Software and Installation#

Most of the software you will need is available through Anaconda, a distribution of scientific software for Python (and R). It is the easiest way to install Python with the packages we need. The one additional piece of software we will need is Git.

We are using Python 3.8 (or newer — Python 3.9 or 3.10 is fine) in this class. Older versions of Python may work, but I will be testing my example code and instructions with Python 3.8.

Department Computers

If you want to use the department’s computer lab for your work, see the Onyx setup instructions as well as the instructions for remotely using Onyx.

Required Software#

Our primary software is:

Tip

The main Anaconda distribution includes all software we will be using except the plotnine Python package and git. If you are using your own computer, and you don’t know what else to do, install Anaconda and you will be good to go.

If you are using the department’s Onyx computers to complete your assignment, you will need:

  • An SSH client (MobaXterm for Windows, ssh on Mac or Linux)

  • The Boise State VPN for convenient access to Onyx nodes

  • Install Anaconda Python in your Onyx home directory, following the Linux instructions.

For building more advanced workflows, there are many text editors you can use. I use Visual Studio Code, which has very good remote editing support and also directly supports Jupyter notebooks (although I do not use this feature much).

The rest of this document walks through some details.

About Conda#

Anaconda (and Miniconda, described at the end of this document) is a scientific software distribution. That is, it is a collection of software such as Python, Jupyter, and Pandas for supporting scientific computation. It is built around the Conda package manager, which it uses to actually install the software.

Conda installs precompiled binary versions of software, including but not limited to Python packages. The versions of Scientific Python software distributed through Conda are compiled against more optimized versions of the core math libraries than the packages available through standard Python channels (the Python Package Index).

When you are looking online for instructions for Python software, it will usually tell you to install it with pip. However, since we are using Conda, it works better to install the Conda version of a package (with conda) if possible. It will usually, but not always, have the same name as the Python package. You can search for Conda packages on anaconda.org.

Installing Anaconda Python#

Tip

If you don’t know what to do, and are working on your own computer, do this.

To install Anaconda on your computer:

  1. Download the appropriate installer for your platform from Anaconda Python.

    If your computer has a 64-bit operating system (most do, except for Windows on ARM platforms like the Surface X), download the 64-bit version of Anaconda. Make sure you get the Python 3 verision (it is the default).

  2. Run the installer. On macOS and Windows, the installer is a normal installer that you can run by double-clicking.
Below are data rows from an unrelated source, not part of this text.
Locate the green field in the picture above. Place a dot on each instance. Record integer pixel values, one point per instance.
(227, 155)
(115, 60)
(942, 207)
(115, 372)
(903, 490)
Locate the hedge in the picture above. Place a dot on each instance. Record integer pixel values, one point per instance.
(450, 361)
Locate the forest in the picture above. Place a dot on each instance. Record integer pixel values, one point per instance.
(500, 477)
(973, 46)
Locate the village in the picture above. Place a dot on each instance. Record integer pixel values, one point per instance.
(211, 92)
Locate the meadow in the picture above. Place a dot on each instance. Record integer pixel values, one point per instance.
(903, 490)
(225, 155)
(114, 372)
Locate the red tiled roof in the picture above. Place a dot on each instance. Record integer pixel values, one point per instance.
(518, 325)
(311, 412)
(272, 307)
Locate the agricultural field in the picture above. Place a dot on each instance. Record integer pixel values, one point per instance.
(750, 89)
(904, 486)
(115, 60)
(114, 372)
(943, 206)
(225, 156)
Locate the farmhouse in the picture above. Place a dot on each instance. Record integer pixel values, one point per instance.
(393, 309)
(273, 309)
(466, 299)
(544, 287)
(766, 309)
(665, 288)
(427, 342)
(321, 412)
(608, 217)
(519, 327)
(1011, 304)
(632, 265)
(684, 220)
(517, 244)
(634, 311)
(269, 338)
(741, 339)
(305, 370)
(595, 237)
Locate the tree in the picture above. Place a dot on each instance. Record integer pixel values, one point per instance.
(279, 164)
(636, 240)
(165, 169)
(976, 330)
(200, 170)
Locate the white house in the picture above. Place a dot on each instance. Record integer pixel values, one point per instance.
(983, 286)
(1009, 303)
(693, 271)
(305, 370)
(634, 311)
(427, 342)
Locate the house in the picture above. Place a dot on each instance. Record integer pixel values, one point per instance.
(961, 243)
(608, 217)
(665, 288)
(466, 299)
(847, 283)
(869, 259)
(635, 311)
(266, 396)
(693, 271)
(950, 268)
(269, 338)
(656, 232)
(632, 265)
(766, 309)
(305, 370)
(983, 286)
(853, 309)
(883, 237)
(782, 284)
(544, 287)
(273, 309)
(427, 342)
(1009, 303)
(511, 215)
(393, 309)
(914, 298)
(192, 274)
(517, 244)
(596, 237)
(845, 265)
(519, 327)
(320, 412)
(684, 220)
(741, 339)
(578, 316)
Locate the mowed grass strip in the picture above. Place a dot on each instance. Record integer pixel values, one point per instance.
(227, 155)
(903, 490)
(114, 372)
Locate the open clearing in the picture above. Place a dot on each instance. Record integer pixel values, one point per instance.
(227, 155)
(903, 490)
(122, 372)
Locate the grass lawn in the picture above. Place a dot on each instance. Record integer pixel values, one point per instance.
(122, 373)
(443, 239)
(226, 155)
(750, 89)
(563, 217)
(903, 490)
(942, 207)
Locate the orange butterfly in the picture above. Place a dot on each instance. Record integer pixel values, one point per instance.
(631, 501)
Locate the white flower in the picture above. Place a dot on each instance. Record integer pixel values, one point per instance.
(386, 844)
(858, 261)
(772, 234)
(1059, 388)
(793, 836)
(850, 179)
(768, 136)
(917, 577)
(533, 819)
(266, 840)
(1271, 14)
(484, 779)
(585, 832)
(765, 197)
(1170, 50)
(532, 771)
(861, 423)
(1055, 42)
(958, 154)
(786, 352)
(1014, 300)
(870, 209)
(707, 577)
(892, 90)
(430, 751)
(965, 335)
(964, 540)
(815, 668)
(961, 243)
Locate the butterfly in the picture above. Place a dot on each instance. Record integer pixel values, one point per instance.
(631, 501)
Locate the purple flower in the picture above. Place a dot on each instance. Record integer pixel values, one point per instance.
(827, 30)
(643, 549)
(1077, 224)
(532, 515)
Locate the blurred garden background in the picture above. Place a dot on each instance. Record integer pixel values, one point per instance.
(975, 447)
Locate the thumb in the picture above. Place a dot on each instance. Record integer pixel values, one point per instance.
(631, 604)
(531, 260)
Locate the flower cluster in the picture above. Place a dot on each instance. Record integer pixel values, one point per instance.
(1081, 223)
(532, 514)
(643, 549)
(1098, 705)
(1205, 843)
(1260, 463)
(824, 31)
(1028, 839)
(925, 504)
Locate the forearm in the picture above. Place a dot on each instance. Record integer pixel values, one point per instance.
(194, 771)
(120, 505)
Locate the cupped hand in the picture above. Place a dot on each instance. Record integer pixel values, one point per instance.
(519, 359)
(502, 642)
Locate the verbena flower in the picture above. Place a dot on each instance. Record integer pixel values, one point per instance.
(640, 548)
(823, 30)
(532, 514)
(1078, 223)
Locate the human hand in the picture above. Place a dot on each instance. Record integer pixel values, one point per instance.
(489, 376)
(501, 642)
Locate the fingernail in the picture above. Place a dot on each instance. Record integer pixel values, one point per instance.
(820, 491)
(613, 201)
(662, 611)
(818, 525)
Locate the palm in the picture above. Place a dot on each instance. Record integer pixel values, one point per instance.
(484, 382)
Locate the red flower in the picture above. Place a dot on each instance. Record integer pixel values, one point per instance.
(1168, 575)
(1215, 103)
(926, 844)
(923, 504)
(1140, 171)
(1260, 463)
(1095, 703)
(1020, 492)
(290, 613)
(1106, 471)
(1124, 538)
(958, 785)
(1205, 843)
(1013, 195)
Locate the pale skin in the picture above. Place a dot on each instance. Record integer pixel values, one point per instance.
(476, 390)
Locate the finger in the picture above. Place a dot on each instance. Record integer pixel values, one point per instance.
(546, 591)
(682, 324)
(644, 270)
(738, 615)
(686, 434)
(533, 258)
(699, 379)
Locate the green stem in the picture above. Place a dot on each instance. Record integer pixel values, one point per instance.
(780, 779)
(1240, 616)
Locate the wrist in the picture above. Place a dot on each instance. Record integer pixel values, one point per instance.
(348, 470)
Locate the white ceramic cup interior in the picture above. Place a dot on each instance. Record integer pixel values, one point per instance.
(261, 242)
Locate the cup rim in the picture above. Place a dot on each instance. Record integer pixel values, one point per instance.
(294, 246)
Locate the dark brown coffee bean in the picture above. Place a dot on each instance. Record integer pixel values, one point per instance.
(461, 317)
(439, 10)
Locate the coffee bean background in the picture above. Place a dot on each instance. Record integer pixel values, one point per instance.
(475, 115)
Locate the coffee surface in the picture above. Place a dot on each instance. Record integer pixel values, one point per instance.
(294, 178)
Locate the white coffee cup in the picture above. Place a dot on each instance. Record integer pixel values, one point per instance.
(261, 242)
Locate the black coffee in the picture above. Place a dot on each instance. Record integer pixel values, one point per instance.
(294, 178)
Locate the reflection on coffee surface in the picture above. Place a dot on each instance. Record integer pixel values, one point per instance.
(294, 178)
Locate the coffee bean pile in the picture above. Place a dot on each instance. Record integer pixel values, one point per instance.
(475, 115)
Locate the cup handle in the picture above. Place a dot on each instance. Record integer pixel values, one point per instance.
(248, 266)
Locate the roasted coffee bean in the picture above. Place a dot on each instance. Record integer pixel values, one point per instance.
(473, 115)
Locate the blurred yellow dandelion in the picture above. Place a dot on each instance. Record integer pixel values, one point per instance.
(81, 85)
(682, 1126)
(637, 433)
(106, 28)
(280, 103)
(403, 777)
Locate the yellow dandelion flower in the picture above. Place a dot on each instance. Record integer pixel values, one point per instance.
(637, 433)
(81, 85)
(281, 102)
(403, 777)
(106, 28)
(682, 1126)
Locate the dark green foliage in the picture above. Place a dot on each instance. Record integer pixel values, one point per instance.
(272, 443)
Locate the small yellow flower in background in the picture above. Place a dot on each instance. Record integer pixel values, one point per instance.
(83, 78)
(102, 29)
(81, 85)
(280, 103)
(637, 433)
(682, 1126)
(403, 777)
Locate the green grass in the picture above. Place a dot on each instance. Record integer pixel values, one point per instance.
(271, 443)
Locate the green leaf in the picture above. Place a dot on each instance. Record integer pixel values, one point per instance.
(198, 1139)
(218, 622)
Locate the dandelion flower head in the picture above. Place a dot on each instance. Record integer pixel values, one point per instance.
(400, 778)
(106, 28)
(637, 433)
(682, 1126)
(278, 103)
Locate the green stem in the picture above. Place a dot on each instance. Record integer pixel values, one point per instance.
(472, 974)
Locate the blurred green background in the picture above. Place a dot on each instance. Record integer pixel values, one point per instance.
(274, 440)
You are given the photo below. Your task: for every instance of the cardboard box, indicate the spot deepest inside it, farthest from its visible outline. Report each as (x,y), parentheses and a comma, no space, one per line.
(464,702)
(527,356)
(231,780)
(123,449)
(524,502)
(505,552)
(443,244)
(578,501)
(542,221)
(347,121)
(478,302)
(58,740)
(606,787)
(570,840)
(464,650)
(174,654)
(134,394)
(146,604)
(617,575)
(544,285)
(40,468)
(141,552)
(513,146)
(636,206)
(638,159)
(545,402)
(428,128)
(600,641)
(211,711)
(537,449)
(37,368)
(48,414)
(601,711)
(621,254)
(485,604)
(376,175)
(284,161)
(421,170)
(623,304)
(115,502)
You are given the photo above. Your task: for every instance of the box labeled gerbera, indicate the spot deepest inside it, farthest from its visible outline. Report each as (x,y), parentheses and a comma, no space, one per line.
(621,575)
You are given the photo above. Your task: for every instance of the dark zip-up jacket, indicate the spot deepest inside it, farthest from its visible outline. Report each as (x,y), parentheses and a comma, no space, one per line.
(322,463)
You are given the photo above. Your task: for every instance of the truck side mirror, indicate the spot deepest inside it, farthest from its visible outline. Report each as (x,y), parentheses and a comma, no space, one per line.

On Linux it is a shell script, which you can run with the following command in your terminal:

    /bin/bash Anaconda3-2022.05-Linux-x86_64.sh
    

    Replace the file name with the name of the installer file you downloaded.

  3. Install the additional packages we need by running the following at terminal (normal terminal on macOS and Linux, an “Anaconda Prompt” on Windows):

    conda install -c conda-forge plotnine
    

Saving Space with Miniconda#

We don’t need all of Anaconda. If you want to save disk space, Miniconda is a much smaller distribution that just contains Python and the Conda package manager, so you can install the packages you need yourself.

  1. Download the installer for your platform and run it.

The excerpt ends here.